Taking the Land to Make the City
2019,2021
The history of the United States is often told as a movement westward, beginning at the Atlantic coast and following farmers across the continent. But cities played an equally important role in the country’s formation. Towns sprung up along the Pacific as well as the Atlantic, as Spaniards and Englishmen took Indian land and converted it into private property. In this reworking of early American history, Mary P. Ryan shows how cities—specifically San Francisco and Baltimore—were essential parties to the creation of the republics of the United States and Mexico. Baltimore and San Francisco share common roots as early trading centers whose coastal locations immersed them in an international circulation of goods and ideas.
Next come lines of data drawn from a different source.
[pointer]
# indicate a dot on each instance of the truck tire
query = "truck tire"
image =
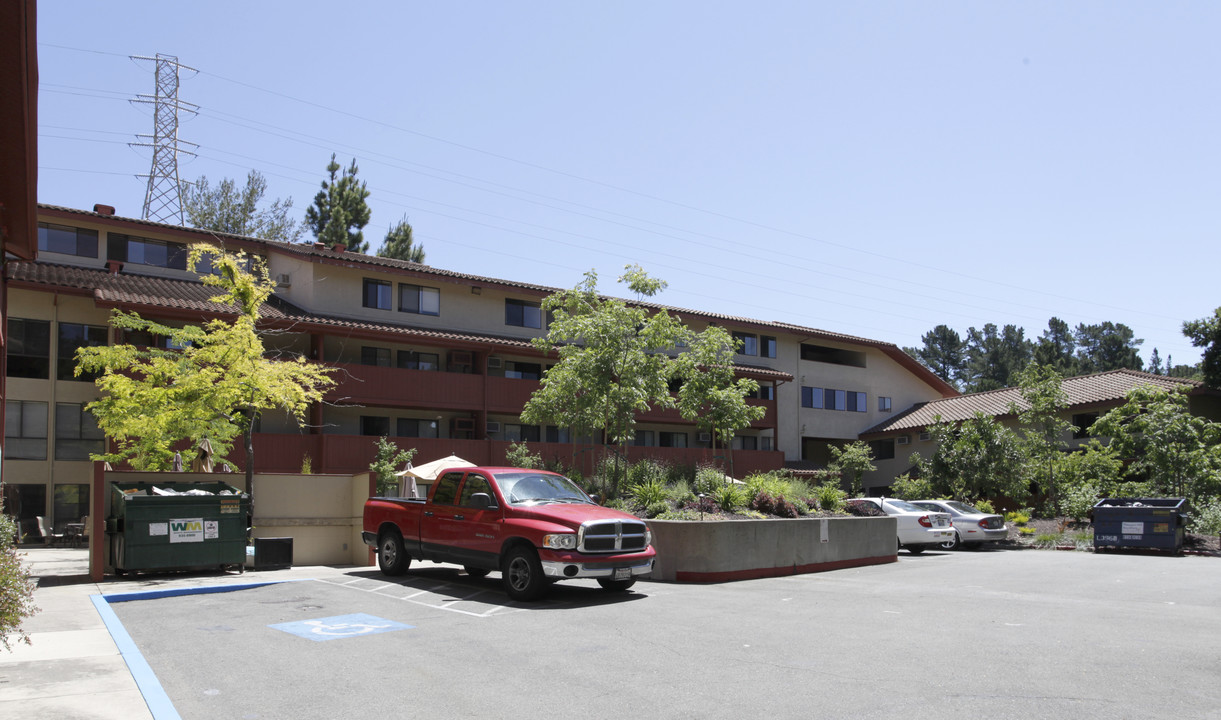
(392, 558)
(521, 575)
(615, 586)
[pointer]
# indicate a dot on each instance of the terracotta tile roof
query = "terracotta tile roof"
(1082, 391)
(327, 255)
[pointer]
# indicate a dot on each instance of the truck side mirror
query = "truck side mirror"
(481, 502)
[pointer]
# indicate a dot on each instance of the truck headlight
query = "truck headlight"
(559, 541)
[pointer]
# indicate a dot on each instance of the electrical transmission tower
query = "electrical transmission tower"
(163, 201)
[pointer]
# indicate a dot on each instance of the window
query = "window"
(76, 432)
(523, 370)
(447, 488)
(71, 504)
(747, 343)
(29, 348)
(413, 360)
(520, 433)
(377, 294)
(521, 314)
(419, 299)
(67, 241)
(812, 397)
(1082, 421)
(145, 252)
(883, 449)
(672, 439)
(73, 336)
(374, 426)
(25, 430)
(375, 356)
(475, 483)
(412, 427)
(832, 355)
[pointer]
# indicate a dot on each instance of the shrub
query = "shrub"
(1206, 518)
(912, 488)
(648, 492)
(830, 497)
(16, 588)
(730, 497)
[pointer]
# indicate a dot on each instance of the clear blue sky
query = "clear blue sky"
(872, 169)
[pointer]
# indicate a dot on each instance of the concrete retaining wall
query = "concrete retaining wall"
(744, 549)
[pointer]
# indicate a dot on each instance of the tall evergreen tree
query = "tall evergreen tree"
(228, 209)
(1108, 345)
(1055, 348)
(1206, 333)
(340, 210)
(401, 244)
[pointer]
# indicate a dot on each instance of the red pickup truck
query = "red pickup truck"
(534, 526)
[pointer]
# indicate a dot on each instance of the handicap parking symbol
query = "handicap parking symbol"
(340, 626)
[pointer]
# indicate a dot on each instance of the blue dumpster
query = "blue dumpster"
(1139, 522)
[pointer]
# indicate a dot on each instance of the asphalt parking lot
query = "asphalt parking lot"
(943, 635)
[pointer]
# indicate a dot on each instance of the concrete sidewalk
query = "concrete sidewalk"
(73, 669)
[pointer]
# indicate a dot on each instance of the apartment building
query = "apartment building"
(435, 359)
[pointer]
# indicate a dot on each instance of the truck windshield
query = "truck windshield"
(528, 488)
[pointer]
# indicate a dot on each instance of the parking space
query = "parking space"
(992, 633)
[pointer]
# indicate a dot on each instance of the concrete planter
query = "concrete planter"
(742, 549)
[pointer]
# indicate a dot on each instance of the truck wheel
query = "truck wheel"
(391, 557)
(615, 586)
(521, 574)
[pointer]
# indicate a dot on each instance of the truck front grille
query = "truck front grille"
(612, 536)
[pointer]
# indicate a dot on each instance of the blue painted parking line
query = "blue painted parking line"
(340, 626)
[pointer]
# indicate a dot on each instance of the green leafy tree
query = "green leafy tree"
(976, 459)
(851, 461)
(16, 587)
(214, 387)
(1056, 348)
(994, 356)
(609, 366)
(399, 243)
(1206, 333)
(944, 353)
(228, 209)
(1164, 443)
(1106, 345)
(386, 463)
(710, 394)
(1043, 424)
(340, 210)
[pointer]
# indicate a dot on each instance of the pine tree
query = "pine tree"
(340, 210)
(401, 244)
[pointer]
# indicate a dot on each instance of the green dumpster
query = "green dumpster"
(177, 525)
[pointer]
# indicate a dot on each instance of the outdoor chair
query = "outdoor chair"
(44, 529)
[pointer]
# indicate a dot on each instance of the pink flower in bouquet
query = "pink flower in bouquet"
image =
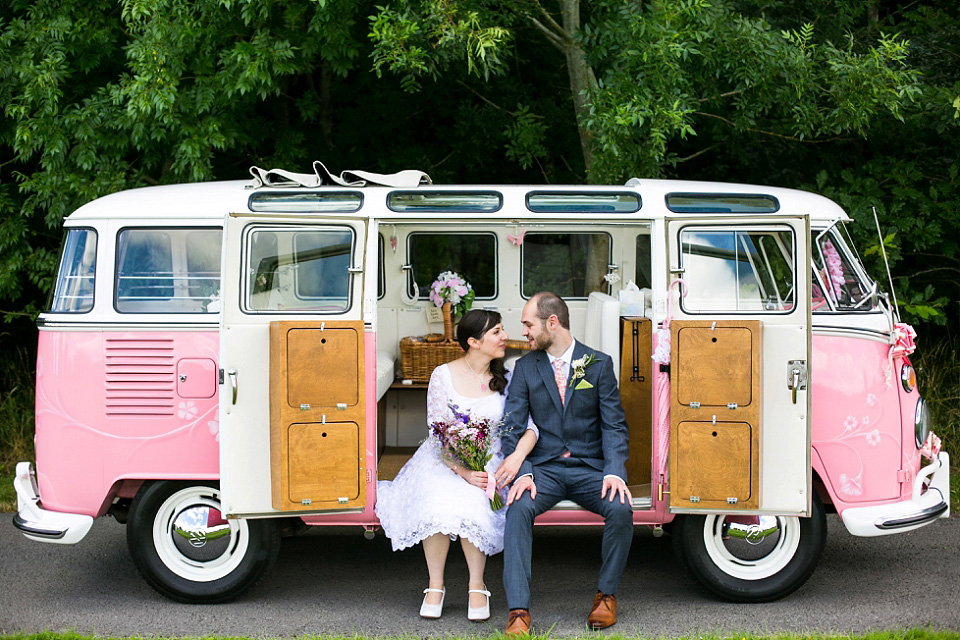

Ryan traces their beginnings back to the first human habitation of each area, showing how the juggernaut toward capitalism and nation-building could not commence until Europeans had taken the land for city building. She then recounts how Mexican ayuntamientos and Anglo American city councils pioneered a prescient form of municipal sovereignty that served as both a crucible for democracy and a handmaid of capitalism. Moving into the nineteenth century, Ryan shows how the citizens of Baltimore and San Francisco molded landscape forms associated with the modern city: the gridded downtown, rudimentary streetcar suburbs, and outlying great parks. This history culminates in the era of the Civil War when the economic engines of cities helped forge the East and the West into one nation.